DeepCodeBench: Real-World Codebase Understanding by Q&A Benchmarking (www.qodo.ai)

🤖 AI Summary
Qodo has introduced DeepCodeBench, a novel benchmark dataset designed to evaluate AI systems on real-world codebase understanding through question-answering tasks. Unlike prior benchmarks that rely on isolated or synthetic code snippets, DeepCodeBench leverages realistic developer questions generated from pull requests spanning multiple files and interconnected code blocks in large repositories. This approach better mirrors the complexity developers face when navigating enterprise-scale codebases, offering more authentic challenges for retrieval-augmented AI models. The dataset comprises 1,144 curated question-answer pairs derived from eight open-source projects, with questions crafted using large language models prompted on contextual code and PR metadata.
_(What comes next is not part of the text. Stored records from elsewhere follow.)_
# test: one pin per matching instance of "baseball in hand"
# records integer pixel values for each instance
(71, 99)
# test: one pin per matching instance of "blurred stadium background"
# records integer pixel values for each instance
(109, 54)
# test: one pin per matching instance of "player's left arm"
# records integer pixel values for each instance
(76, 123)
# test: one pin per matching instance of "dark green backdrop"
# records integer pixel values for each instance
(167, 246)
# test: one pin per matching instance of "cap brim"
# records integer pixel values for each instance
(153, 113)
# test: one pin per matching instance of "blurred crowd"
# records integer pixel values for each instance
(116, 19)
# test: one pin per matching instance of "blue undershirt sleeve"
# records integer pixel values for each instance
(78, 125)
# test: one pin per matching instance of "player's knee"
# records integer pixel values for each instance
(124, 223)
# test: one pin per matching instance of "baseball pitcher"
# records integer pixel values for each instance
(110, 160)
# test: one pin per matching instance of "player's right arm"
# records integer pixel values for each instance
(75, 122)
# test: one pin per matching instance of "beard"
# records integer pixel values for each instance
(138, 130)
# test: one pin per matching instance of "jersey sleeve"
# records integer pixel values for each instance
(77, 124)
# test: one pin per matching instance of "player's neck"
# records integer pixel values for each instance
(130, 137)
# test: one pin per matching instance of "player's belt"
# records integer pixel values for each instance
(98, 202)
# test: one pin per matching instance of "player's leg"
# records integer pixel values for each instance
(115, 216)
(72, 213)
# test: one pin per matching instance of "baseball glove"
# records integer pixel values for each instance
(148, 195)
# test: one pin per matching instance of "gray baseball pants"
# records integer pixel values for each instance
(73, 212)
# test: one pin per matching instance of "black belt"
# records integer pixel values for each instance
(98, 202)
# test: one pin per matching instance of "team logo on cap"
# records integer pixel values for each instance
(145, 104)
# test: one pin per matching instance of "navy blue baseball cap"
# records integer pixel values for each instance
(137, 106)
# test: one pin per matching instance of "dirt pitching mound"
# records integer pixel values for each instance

These questions range from deep, focused inquiries on specific code behavior to broad, architectural-level questions requiring multi-file retrieval. Evaluation employs an objective "fact recall" method, verifying discrete facts extracted from ground-truth answers against model responses, ensuring scalable and rigorous performance measurement. Baselines show Qodo’s own DeepResearch agent leading with roughly 76% fact recall—outperforming OpenAI Codex and other competitors—highlighting strong reasoning and semantic search capabilities essential for real-world code understanding. By releasing the dataset, prompts, and evaluation methodology, DeepCodeBench fills a critical gap for benchmarking retrieval and comprehension in complex codebases. It provides the AI/ML community with a practical, challenging foundation to advance code intelligence systems capable of supporting developers in navigating large-scale, evolving software projects.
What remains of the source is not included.